The Chancellor of the Exchequer, Jeremy Hunt, delivered his Autumn Statement this week, introducing a programme of £54 billion of public spending cuts and tax rises, and decreasing levels of support on bills, alongside increased support for those receiving benefits and a significant rise in minimum wage levels.

Following a period that saw inflation reach a new forty-year high, the Chancellor delivered a spending plan that focussed on finding “efficiencies” in public services, including increasing cuts from 2025 onwards in a statement that prioritised caution and calming the markets.
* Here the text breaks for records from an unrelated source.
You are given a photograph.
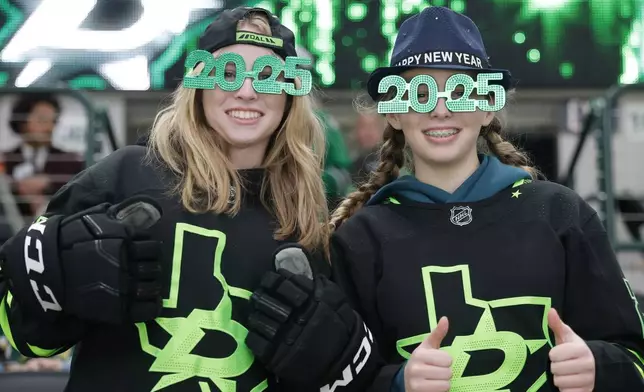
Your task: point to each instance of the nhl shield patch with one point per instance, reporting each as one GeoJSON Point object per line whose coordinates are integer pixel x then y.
{"type": "Point", "coordinates": [461, 216]}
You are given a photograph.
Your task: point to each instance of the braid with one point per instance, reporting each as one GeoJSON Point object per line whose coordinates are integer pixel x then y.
{"type": "Point", "coordinates": [392, 159]}
{"type": "Point", "coordinates": [504, 150]}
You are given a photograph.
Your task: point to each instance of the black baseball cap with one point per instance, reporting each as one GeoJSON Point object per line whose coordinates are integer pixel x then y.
{"type": "Point", "coordinates": [438, 37]}
{"type": "Point", "coordinates": [223, 32]}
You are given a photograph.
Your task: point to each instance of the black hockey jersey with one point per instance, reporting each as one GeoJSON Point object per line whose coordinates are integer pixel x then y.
{"type": "Point", "coordinates": [212, 263]}
{"type": "Point", "coordinates": [494, 268]}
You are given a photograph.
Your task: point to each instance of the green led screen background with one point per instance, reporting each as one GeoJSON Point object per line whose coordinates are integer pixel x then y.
{"type": "Point", "coordinates": [545, 43]}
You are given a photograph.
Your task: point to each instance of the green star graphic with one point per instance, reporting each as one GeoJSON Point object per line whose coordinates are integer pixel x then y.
{"type": "Point", "coordinates": [175, 359]}
{"type": "Point", "coordinates": [485, 337]}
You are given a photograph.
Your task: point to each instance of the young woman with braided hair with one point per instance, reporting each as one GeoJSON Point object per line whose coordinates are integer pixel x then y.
{"type": "Point", "coordinates": [471, 273]}
{"type": "Point", "coordinates": [393, 157]}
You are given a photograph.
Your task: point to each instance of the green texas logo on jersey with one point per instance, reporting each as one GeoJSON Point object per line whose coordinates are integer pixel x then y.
{"type": "Point", "coordinates": [515, 348]}
{"type": "Point", "coordinates": [175, 362]}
There was little support for households struggling to pay energy bills. The Chancellor announced an extension to the energy price cap at a reduced rate, raising the cap ceiling to £3,000, costing households at least an additional £500 per year.
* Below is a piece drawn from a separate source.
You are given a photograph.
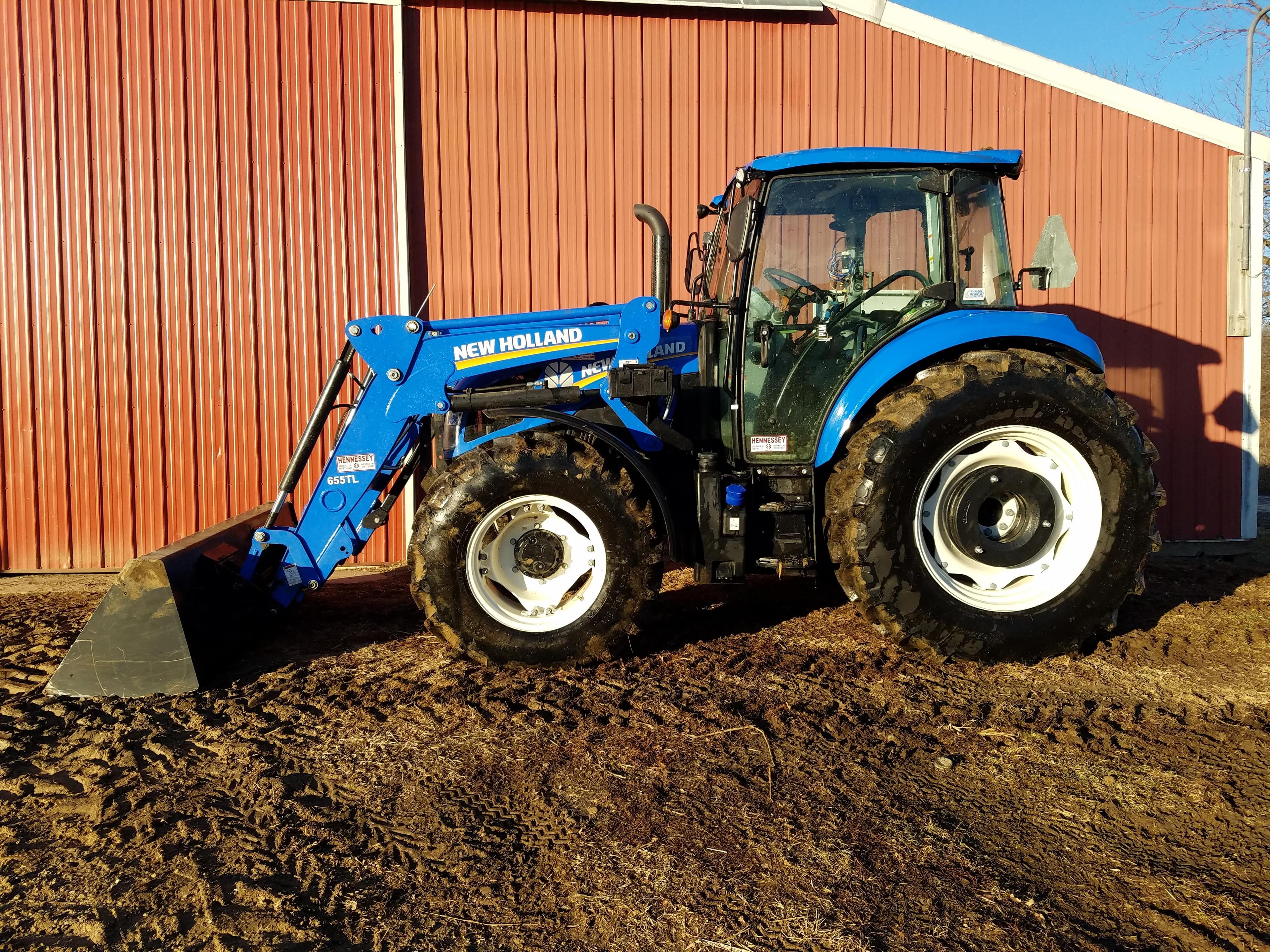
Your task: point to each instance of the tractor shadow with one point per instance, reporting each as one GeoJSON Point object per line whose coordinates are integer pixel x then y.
{"type": "Point", "coordinates": [1173, 582]}
{"type": "Point", "coordinates": [351, 612]}
{"type": "Point", "coordinates": [686, 614]}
According to the Office for Budgetary Responsibility which released its economic and fiscal outlook following the chancellor’s statement, living standards are due to fall by seven per cent over the next two years.

Those receiving benefits will see a rise in payments in line with the 10.1 per cent linked to September’s inflation rate. While this is good news, the increase will not begin until April 2023 and will therefore not address rising prices over the next four months.
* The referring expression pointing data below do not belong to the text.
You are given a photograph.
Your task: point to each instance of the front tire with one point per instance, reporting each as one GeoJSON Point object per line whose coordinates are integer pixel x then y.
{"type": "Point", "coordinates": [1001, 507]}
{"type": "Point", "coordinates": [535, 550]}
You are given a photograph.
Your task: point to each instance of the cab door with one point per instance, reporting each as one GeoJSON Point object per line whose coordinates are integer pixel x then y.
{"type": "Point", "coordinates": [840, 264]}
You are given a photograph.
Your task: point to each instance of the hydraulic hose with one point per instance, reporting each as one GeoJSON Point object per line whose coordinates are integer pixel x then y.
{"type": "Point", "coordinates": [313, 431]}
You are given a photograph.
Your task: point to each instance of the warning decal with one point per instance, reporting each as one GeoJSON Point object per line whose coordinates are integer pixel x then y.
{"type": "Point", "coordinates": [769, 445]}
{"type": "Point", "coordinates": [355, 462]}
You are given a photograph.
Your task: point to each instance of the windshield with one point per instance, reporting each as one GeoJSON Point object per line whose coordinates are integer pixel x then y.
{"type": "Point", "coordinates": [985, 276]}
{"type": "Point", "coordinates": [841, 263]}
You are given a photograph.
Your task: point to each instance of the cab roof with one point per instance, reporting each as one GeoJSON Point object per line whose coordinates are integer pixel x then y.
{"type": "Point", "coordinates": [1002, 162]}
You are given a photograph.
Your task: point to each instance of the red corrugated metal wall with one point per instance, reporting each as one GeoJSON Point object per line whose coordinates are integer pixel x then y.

The Chancellor announced an improved National Living Wage, rising by 9.7 per cent to £10.42 an hour for over 23s, as well as additional £900 cost of living payments to households on means-tested benefits next year and an extra £150 to those with disabilities. These measures are welcome, but like the increase in benefits payments they will not be received by those who need them until next year, leaving people to deal with rising costs throughout the winter.

A further six billion pound investment to energy efficiency of homes and buildings was announced from 2025, further delaying upgrades to the UK’s housing stock which is some of the least efficient in Europe. Schemes such as retrofitting homes and increasing energy efficiency would improve the health for those in the worst houses in the UK, experiencing rising bills and worsening standards. The English Housing Survey found that 2.2 million homes in England had at least one Category 1 hazard such as damp or mould while 941,000 contained severe damp, increasing the risk of respiratory illness as well affecting mental health.

The announcement that the government will allow local authorities to increase council tax by five per cent without referendum means that the average Band D household could pay £250 per year more in council tax by 2027-28. Given the impact of inflation on council budgets, it is expected almost all local authorities will push for the maximum possible increase.

Council tax is already one of the UK’s most regressive taxes, with the poorest tenth of the population paying approximately eight per cent of their income towards it, the next 50 per cent of the population paying 4-5 per cent, and the richest 40 per cent paying 2-3 per cent. A property in Band H, the highest band, will pay three times the tax of a property in Band A, the lowest, despite being worth at least eight times as much in value in 1991, according to the Institute for Fiscal Studies. The Autumn Statement only serves to exacerbate this.